Fidelity, in a letter to shareholders of the huge and venerable Magellan Fund, has finally offered up a detailed account of just why it had to renege last month on its estimate that Magellan shareholders would get $4.32 a share in a year-end payment.

An accountant, the letter now reveals, mistakenly omitted a minus sign while doing a tax calculation, turning a $1.3 billion loss into a $1.3 billion gain.

It's the kind of simple math error anyone could make, but that no one expects to occur at Fidelity, which manages $300 billion in funds with state-of-the-art computers and top investment managers.

"Some people have asked how, in this age of technology, such a mistake could be made," wrote J. Gary Burkhead, managing director of Fidelity Investments. "While many of our processes are computerized, the requirements of the tax code are complex and dictate that some steps be handled manually by our tax managers and accountants, and people can make mistakes."

"I think this is one of the reasons," said industry watcher Michael Lipper, "that there are erasers on pencils."

But if that mystery was solved, another remains: Why did Fidelity, known for its marketing savvy, wait so long to provide these details? When the error was discovered last month, Fidelity issued only a cryptic press release, sending the media and some industry analysts into a frenzied attempt to determine whether there was some larger systemic breakdown at the firm.

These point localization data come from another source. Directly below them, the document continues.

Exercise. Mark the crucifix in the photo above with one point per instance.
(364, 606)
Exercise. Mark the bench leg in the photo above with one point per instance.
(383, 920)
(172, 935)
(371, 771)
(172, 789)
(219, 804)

"It caused unnecessary anxiety," said Lipper, president of the research firm Lipper Analytical Services Inc. "I think it's a case study in public relations: that a series of incomplete facts without an ability to speak further suggests to many people that things are much worse."

The Fidelity letter, which was being received by shareholders this week, seemed to dispel the earlier concerns about the firm's internal systems and controls.

Magellan, the world's largest mutual fund with $36 billion in assets, has 3 million accounts. Because of its size and reputation -- established by legendary mutual fund guru Peter Lynch in the 1980s -- Fidelity has long been a lightning rod for attention in the business, and this case wasn't any different.

Some industry analysts wondered whether Fidelity had been lucky to avoid the kind of public relations fiasco that recently hit Intel Corp. when it continued to insist to customers that the bug in their computers' Pentium chip was not a problem that should concern them.

Fidelity said, however, that Burkhead's letter had been in the works for some time.

"As soon as it happened, we knew that we were going to communicate to our shareholders in writing," said spokeswoman Constance Hubbell. "A lot of people didn't understand fund distributions. There was a general lack of knowledge... . In some cases, particularly overseas, there were inaccurate and wrong stories."

Fidelity refused to identify the accountant or to say whether he or she still held a job at the company. But to some, the mere fact that a lonely pencil pusher had wreaked such havoc was almost endearing -- a triumph for those who failed at math, can't balance their checkbooks or figure out their taxes.

"There is some carrying over from Dickens's day," said John Coffee, a professor of securities law at Columbia Law School. "We still have that sense that somewhere up there, Bob Cratchit is still adding up a column of figures."